Кстати сказать, купец Ефим Елизаров, бывший к тому же городским головой [10] , так успешно торговал с Персией, что сам персидский шах наградил его почетным орденом «Льва и солнца». В елизаровском доме и находится теперь вязниковский краеведческий музей. В музее есть отдельная комната, в которой устроен кабинет городского головы. За столом сидит макет городского головы в натуральную величину, одетый в строгий черный сюртук. Только без головы. Музейные старушки к нему привыкли, а раньше побаивались. В народе говорят, что раньше голова у макета была, но странным образом пропала. Искали ее, искали, но не нашли. Был слух, что кто-то из местных властей, надеясь, что даже и макет головы такого умного человека… Врут, все врут. Поставь они к себе на плечи хотя б макет — сразу бы стало заметно…

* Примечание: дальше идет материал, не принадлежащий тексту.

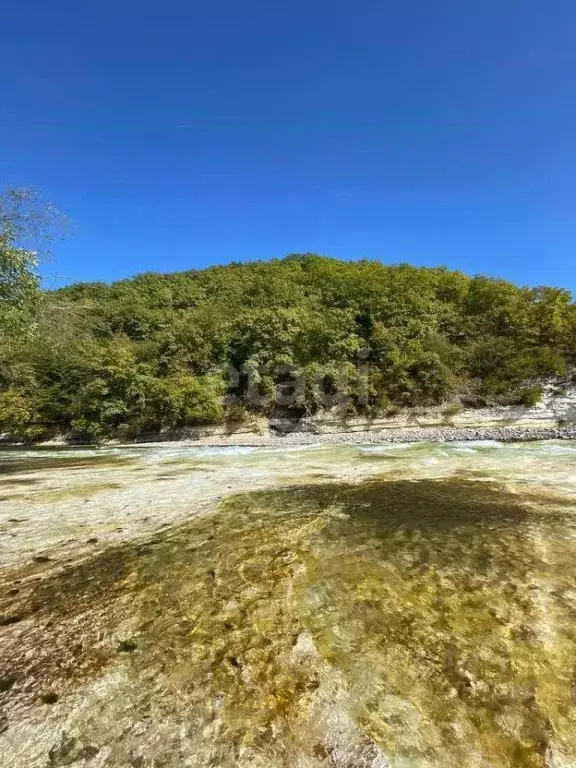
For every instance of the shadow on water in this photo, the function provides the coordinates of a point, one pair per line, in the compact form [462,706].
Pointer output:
[429,621]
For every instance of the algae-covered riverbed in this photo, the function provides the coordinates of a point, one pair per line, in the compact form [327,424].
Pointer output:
[402,606]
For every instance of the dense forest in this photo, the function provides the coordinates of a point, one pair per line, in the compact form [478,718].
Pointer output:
[290,336]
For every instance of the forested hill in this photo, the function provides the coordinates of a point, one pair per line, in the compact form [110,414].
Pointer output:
[293,335]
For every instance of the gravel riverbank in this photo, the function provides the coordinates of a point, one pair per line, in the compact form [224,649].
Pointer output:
[412,435]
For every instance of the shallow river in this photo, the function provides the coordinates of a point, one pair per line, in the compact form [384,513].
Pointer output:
[348,606]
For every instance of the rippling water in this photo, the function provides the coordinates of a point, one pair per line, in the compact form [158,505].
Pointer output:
[402,606]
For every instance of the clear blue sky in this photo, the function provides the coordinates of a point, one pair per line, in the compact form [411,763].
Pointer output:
[179,134]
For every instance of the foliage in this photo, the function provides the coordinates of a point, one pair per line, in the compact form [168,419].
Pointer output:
[290,337]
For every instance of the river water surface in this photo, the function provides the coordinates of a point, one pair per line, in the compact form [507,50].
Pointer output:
[402,606]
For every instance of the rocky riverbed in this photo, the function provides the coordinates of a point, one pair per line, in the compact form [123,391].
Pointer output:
[317,606]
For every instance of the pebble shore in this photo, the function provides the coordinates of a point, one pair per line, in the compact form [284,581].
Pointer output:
[413,435]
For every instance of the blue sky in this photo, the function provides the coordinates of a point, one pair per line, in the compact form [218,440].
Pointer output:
[183,134]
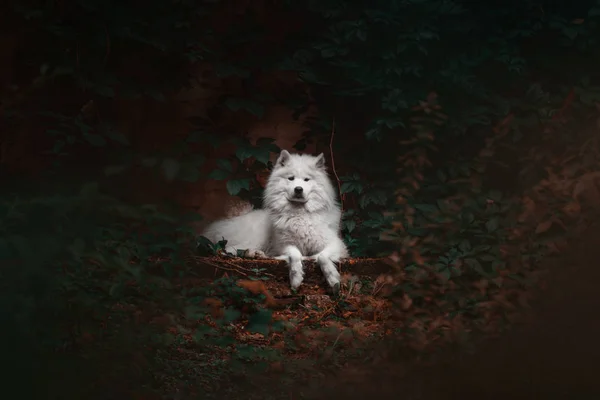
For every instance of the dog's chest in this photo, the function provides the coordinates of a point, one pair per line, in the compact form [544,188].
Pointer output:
[310,235]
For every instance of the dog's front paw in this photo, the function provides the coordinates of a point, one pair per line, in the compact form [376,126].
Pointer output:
[254,254]
[296,278]
[333,278]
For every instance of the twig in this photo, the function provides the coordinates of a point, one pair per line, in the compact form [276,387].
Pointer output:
[234,267]
[107,46]
[337,178]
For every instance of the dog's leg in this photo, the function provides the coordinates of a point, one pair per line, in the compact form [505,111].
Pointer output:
[293,256]
[326,259]
[254,254]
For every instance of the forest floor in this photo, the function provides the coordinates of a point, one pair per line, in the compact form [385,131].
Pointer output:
[551,353]
[369,342]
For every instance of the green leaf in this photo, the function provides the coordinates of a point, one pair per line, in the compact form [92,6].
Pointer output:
[243,153]
[234,186]
[350,224]
[218,175]
[236,104]
[259,321]
[225,164]
[352,186]
[464,246]
[170,168]
[230,314]
[492,225]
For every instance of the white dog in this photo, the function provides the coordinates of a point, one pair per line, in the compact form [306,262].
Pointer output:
[300,220]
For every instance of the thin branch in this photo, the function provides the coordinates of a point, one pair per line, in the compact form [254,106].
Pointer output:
[337,178]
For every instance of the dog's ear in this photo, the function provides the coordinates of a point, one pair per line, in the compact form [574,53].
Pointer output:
[284,157]
[320,161]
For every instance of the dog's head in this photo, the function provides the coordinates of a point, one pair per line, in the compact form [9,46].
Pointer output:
[299,180]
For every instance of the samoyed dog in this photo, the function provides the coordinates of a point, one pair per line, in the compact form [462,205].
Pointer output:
[300,220]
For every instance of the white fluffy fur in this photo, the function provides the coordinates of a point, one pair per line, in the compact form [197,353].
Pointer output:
[294,224]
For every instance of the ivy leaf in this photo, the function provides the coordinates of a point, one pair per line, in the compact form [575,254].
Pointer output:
[349,225]
[170,168]
[218,174]
[230,314]
[225,165]
[259,321]
[234,186]
[351,186]
[243,153]
[492,225]
[236,104]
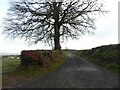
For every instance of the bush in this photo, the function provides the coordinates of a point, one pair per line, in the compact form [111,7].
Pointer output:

Со стен музейных залов смотрит на нас прекрасная коллекция картин, «вязниковская Третьяковка», собранная «королем льна» — потомственным почетным гражданином Сергеем Ивановичем Сеньковым. Род Сеньковых вышел из Вышнего Волочка. Еще в смутные годы семнадцатого века братья Сеньковы, Пахом и Иван, осели в окрестностях Вязников, в селе Мстёра. Осели, но не стали сидеть сложа руки. Завели полотняную фабрику. Сначала одну, а потом, когда за сто тысяч рублей выкупились из крепостной неволи у генеральши Тутолминой, и вторую, но уже не во Мстёре, а в Вязниках. Еще и породнились с другими вязниковскими фабрикантами, Демидовыми. Торговали Сеньковы льняным полотном по всей России. Даже в Чикаго продавались льняные ткани, произведенные на сеньковских мануфактурах. И город родной Сергей Иванович Сеньков не забывал. Устроил начальную школу при фабрике и приложил все силы к открытию в Вязниках мужской и женской гимназии, открыл первую во Владимирской губернии фабричную библиотеку… но про все это помнят краеведы, историки, сотрудники музея и другие люди в очках и шляпах. Народное предание сохранило, однако, только то, что Сеньков построил в городе два дома для двух любовниц, да еще смотрел с башни своего шестидесятикомнатного дома в подзорную трубу на то, как в ближнем пруду купаются фабричные работницы. Эх, завистники… Любят у нас возвести напраслину на человека, особенно на богатого. Больно надо было ему смотреть на своих работниц. Да за его-то деньжищи ему самых лучших русалок из какой угодно заграницы выписывали для того, чтобы без всякой подзорной трубы они радовали глаз, плескаясь в его личном пруду.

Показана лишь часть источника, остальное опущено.